According to The Partnership at Drugfree.org, salvia divinorum is available as a green plant leaves or a liquid extract. It can either be smoked or ingested directly. When abused, salvia can induce psychedelic effects, but cannot be detected by traditional drug tests.

Drugfree.org states that the substance’s hallucinogenic effects can sometimes cause dramatic and frightening mind-states. Effects of the plant include, affect changes, psychedelic-like changes in perception, and even loss of consciousness.

A study was conducted by researchers Baggott, et al, from the University of San Francisco. They surveyed 500 Salvia users; this is one of the biggest test groups to conduct a study in salvia abuse.

The users reported: increased insight, improved mood, calmness, increased connection with universe or nature, weird thoughts, things seem unreal, floating feeling, increased sweating, body felt warm or hot, mind racing, lightheaded, and increased self-confidence.

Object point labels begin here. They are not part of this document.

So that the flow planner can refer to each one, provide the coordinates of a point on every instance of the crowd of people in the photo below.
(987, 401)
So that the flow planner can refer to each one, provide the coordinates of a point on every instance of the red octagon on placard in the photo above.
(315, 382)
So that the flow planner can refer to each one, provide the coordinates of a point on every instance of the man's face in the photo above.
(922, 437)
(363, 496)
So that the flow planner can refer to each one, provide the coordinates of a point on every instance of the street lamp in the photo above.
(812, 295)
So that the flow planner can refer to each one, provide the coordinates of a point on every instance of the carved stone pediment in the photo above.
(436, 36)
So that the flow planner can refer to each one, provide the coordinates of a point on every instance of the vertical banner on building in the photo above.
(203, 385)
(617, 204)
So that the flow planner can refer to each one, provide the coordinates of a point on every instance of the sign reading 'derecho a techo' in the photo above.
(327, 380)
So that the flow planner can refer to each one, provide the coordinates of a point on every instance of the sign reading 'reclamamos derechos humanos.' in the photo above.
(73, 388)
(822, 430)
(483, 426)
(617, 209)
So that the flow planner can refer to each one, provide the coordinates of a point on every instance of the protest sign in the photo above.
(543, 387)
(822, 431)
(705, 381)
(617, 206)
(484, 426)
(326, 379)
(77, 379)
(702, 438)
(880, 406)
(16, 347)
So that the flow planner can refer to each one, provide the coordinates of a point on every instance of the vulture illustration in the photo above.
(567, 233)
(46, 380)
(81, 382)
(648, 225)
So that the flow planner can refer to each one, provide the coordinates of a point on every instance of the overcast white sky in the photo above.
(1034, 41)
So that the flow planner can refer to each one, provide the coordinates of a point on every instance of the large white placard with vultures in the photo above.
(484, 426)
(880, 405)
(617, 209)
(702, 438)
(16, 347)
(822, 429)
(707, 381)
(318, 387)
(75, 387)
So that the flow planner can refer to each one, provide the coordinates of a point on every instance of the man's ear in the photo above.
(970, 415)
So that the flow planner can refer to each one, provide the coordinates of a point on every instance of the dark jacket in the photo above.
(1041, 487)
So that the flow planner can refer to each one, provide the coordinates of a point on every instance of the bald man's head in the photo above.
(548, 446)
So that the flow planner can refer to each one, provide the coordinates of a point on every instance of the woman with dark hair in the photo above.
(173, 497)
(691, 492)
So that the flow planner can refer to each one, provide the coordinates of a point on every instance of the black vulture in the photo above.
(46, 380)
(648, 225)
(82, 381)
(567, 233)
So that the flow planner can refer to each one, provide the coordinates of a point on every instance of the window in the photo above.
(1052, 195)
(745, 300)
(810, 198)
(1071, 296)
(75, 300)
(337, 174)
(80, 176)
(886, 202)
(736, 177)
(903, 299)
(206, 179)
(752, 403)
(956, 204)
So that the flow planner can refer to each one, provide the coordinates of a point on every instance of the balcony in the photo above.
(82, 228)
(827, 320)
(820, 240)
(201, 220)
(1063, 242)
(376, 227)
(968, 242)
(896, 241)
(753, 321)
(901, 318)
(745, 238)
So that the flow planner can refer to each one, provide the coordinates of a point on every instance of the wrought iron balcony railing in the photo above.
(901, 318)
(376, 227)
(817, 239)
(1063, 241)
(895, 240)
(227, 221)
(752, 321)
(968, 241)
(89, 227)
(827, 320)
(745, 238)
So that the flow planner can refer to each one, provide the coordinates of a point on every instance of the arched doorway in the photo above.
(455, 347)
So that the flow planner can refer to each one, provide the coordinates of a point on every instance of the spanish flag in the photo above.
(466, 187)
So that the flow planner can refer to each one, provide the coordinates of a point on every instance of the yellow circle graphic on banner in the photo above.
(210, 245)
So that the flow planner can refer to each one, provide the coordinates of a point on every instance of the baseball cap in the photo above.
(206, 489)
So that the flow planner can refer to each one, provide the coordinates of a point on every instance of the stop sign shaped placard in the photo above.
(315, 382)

Others had persisting negative effects, mostly anxiety, but some sought professional help for salvia related problems. Some of the users felt addicted to or dependent upon salvia, reporting strong cravings.

Nicknames or slang terms for salvia include, Sally D, Magic Mint, Lady Salvia, Purple sticky, or Sage. Almost nothing is known about either the long-term or short-term health issues relating to Salvia. This scarce amount of information can lead to some potentially dangerous assumptions, for example that because it can be purchased legally it is safe to use.